A wave of relief washed over him. She was safe. There was a rightness to her being not only safe but in his bed. He bent and kissed her forehead.
He closed his eyes and breathed in the sweet scent of her. He could no longer go on pretending the attraction between them did not exist. He wanted her here, beside him. He wanted desperately to fall into her arms at the end of the day. He wanted to love — and be loved by this woman.
She stirred and opened her eyes, rolling on to her back to look up at him. She smiled sleepily and a part of his anatomy responded to that thought and he realised that beneath the bed covers he was naked. This was surely a situation that would not end well.
‘You’re a heavy sleeper,’ he said, drawing away from her.
Realisation flashed into her eyes and she scrambled upright, clutching the bedclothes to her. ‘I’m sorry. I didn’t mean to…’ The colour rose to her cheeks. ‘I thought I would sleep on the far side of the bed and you wouldn’t even know I was there… I must have rolled.’
Adam smiled as the colour rose in her cheeks. ‘I must have been dead to the world. God knows, I’ve had precious little sleep in the last weeks.’
Even the twelve hours he had just enjoyed was a poor compensation for the days with no more than a couple of hours sleep snatched in the corners of fields, even on horseback.
He put a hand to her face, cupping her cheek, noting the dirt of the battlefield still grimed under his nails. She leaned into his hand, her gaze holding his.
‘Perdita,’ he whispered hoarsely. ‘We can’t go on like this. The pretence has to end.’
Her breast rose and fell as she expelled a heavy sigh. ‘The pretence we are married, or…’
He traced the line of her neck with his thumb, her skin soft against his calluses.
‘Or the pretence that we are indifferent to each other, because I can’t lie any more, not to myself and not to you,’ he said.
Perdita raised her hand, laying it over his, her throat working as she said, ‘Adam, is there hope for us?’
He frowned. ‘Hope?’
‘I sometimes think we are like feathers in the wind, tossed this way and that without any sense that we can control our destinies.’
‘Is that why you agreed to marry Simon?’
She looked away, her hand dropping from his. ‘He was something solid I could cling to, but his death has set me adrift again.’ Her lips parted as she looked up at him. ‘The wind blew me north to be with you. There must be a reason.’

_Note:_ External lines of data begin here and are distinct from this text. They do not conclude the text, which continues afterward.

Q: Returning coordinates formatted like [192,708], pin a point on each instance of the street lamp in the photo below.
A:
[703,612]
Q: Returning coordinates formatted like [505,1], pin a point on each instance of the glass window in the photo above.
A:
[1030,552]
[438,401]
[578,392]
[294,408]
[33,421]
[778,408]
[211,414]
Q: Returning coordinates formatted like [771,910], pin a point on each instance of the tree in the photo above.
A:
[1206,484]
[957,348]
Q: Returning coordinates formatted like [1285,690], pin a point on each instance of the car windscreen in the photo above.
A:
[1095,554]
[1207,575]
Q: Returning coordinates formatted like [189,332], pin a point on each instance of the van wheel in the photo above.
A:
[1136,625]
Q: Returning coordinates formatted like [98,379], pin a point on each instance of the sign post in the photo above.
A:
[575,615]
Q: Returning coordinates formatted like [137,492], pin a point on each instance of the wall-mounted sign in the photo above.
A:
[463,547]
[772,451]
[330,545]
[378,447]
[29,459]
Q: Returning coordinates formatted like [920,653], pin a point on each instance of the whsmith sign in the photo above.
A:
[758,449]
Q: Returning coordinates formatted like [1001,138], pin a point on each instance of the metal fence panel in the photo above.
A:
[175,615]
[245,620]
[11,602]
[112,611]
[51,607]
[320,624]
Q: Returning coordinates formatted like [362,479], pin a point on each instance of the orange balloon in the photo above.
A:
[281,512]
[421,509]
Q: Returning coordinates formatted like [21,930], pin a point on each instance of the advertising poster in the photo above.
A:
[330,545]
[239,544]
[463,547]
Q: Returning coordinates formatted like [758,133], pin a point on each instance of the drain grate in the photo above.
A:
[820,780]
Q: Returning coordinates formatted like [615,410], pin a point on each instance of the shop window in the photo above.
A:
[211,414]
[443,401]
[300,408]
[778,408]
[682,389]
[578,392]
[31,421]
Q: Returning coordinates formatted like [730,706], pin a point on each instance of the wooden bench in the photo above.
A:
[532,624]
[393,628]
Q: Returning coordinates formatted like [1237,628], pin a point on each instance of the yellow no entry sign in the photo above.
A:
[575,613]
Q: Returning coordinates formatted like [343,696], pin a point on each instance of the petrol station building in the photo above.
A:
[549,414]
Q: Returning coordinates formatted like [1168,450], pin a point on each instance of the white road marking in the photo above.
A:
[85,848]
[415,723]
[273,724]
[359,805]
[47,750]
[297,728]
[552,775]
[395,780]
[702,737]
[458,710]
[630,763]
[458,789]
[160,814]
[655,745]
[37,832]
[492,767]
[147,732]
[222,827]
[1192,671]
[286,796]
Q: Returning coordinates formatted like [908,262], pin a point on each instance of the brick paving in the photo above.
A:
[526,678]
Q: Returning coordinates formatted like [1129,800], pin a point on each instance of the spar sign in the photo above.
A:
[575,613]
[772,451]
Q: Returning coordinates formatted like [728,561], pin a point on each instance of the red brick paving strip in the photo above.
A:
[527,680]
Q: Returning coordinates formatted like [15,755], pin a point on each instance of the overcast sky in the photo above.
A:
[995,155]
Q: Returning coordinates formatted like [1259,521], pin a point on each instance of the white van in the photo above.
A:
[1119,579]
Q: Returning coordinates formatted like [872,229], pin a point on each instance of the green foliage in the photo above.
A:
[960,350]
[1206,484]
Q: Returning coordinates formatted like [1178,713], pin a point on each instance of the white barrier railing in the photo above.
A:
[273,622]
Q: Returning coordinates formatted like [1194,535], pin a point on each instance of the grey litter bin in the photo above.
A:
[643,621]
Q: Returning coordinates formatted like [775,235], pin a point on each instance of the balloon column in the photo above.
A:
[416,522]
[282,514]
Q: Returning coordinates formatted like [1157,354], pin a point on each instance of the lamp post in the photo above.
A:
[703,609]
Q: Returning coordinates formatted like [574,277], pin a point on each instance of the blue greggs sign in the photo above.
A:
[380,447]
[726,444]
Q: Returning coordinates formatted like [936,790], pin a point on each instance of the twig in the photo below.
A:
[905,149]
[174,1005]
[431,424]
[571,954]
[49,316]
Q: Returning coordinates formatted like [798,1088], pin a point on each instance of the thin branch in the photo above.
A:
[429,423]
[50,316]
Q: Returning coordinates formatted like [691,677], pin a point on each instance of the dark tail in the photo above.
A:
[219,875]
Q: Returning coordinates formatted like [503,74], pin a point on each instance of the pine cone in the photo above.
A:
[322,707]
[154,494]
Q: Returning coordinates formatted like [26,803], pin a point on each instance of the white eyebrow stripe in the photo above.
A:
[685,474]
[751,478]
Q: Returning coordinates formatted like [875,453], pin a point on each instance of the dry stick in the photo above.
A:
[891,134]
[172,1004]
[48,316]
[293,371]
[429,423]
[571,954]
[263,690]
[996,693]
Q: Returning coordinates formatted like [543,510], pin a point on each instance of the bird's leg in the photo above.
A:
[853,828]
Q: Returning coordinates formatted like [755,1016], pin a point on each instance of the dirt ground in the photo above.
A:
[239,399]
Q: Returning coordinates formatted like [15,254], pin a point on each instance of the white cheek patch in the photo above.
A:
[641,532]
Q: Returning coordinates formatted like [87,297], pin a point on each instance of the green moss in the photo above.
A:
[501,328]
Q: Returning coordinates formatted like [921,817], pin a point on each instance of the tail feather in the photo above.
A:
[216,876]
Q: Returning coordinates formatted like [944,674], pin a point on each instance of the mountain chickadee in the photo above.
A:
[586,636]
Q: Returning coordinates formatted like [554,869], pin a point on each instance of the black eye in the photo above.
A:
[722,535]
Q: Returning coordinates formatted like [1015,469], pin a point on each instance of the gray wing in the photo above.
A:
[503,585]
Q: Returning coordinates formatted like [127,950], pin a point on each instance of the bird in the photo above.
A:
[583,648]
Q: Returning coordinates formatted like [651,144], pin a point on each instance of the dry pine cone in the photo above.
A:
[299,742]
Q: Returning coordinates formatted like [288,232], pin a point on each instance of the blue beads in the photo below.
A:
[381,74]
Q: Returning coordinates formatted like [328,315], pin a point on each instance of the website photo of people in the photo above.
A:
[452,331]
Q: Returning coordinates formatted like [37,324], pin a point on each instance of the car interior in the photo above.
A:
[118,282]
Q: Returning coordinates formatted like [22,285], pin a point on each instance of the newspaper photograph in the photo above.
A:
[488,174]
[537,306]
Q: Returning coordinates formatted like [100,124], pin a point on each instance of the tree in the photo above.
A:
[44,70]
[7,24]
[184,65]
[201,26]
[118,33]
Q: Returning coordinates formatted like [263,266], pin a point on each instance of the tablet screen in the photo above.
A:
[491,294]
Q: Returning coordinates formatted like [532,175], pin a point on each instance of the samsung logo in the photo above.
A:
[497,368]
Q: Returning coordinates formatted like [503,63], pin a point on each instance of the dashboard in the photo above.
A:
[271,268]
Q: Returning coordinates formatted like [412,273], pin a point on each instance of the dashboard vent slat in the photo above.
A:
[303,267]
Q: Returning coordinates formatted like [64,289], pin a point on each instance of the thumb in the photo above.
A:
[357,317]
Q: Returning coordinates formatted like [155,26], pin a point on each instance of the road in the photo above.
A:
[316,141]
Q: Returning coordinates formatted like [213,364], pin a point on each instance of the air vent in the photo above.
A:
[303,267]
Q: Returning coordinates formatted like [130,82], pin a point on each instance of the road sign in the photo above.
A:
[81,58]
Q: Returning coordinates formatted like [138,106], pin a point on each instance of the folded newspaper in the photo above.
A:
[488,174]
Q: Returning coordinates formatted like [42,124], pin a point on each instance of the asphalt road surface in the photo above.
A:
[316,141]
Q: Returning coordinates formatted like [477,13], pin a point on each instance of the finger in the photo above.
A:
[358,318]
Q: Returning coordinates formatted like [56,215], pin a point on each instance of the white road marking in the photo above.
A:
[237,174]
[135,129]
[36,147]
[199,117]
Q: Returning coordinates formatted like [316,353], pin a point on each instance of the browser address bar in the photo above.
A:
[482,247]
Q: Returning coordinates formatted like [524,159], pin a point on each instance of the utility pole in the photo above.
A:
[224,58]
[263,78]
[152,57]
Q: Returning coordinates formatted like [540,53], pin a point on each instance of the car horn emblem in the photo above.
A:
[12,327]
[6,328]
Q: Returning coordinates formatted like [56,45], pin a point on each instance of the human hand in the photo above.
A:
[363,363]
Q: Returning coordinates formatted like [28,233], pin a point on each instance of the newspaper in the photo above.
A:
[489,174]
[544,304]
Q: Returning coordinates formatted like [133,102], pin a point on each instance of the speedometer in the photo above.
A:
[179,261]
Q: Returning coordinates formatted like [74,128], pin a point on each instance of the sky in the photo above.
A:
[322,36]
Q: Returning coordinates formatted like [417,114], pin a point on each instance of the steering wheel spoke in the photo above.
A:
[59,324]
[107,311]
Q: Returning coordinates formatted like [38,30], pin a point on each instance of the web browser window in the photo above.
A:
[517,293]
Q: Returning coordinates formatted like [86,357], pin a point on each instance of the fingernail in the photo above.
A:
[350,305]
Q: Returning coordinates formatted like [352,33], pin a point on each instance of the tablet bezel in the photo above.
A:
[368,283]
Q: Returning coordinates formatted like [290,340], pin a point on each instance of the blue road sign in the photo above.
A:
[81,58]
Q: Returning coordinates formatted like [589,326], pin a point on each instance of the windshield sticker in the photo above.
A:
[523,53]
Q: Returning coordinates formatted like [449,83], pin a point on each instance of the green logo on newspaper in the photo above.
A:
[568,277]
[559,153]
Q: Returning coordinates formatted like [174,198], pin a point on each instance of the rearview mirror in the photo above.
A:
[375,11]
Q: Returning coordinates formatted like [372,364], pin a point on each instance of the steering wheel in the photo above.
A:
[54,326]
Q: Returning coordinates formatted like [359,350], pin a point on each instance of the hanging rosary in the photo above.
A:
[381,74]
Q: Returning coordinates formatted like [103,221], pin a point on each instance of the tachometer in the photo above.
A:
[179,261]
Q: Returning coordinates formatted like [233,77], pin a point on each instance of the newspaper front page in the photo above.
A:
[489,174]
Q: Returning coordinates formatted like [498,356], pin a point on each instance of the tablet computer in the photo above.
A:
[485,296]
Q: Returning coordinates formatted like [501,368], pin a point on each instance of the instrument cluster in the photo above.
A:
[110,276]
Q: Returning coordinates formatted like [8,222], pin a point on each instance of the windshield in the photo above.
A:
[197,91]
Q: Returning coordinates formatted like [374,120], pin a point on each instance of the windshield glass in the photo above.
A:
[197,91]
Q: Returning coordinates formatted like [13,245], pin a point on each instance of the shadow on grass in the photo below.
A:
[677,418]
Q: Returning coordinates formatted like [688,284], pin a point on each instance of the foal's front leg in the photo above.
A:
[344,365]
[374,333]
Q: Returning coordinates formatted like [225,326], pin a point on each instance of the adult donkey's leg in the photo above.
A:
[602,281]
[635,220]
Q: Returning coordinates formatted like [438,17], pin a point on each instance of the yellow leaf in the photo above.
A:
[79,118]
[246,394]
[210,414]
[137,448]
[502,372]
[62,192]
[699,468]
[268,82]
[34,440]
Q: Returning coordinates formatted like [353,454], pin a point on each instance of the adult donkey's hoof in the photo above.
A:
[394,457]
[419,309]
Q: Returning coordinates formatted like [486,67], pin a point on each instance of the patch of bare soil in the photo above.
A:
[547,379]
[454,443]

He smiled. ‘Am I solid enough for you?’
She shook her head. ‘No. You are a soldier fighting a brutal war. I have seen too much death in the past days to have any hope of finding sanctuary in your arms, but,’ she paused, her chest rose but did not fall, as she breathed out the words, ‘but I am willing to take what shelter you can offer me. I… I love you, Adam Coulter.’
He closed his eyes. He had no words. Let his actions be his answer.